Specref has a ton of tech debt. Was built on a shoestring budget and has no resources. And yet it enables hundreds of specs to have up to date references to thousands of resources. That's its purpose. Not fulfilling anyone's pet dream about data formats.

I am really sorry. I would be interested to know what I could have done differently in our interactions to make you happier.

Understand the constraints (time, resources, maintenance costs, existing architecture, etc.) the project and its ecosystem of API consumers are working under. Focus on enabling an actual outcome that's good enough most of the time. Be humble. Ask questions.
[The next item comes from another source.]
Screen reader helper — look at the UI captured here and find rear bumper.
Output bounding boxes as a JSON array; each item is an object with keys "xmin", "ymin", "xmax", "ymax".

Do the work.

I'd add that this isn't a bout "making me happier," just about respecting other people's time, not only your own.

I'm going to be locking this issue in the interest of protecting my time. As I don't want to debate this more.

tabatkins commented 4 years ago

Sidestepping the conversation about integrating this into SpecRef itself, I've got no problem integrating an additional data source into Bikeshed's data, if it's high-quality and useful.

As Tobie alludes, I'd prefer getting all the data source directly; an http-only API means you can't build a Bikeshedded spec offline. That said, I'm not against it philosophically; I already have some HTTP-based APIs, like the "github issues" API, that you can opt into. And since CrossRef claims to have 100 million papers, that's, uh, a lot of data for every Bikeshed user to download. (The current Bikeshed data files directory is about 50MB; this would increase it to several gigs.)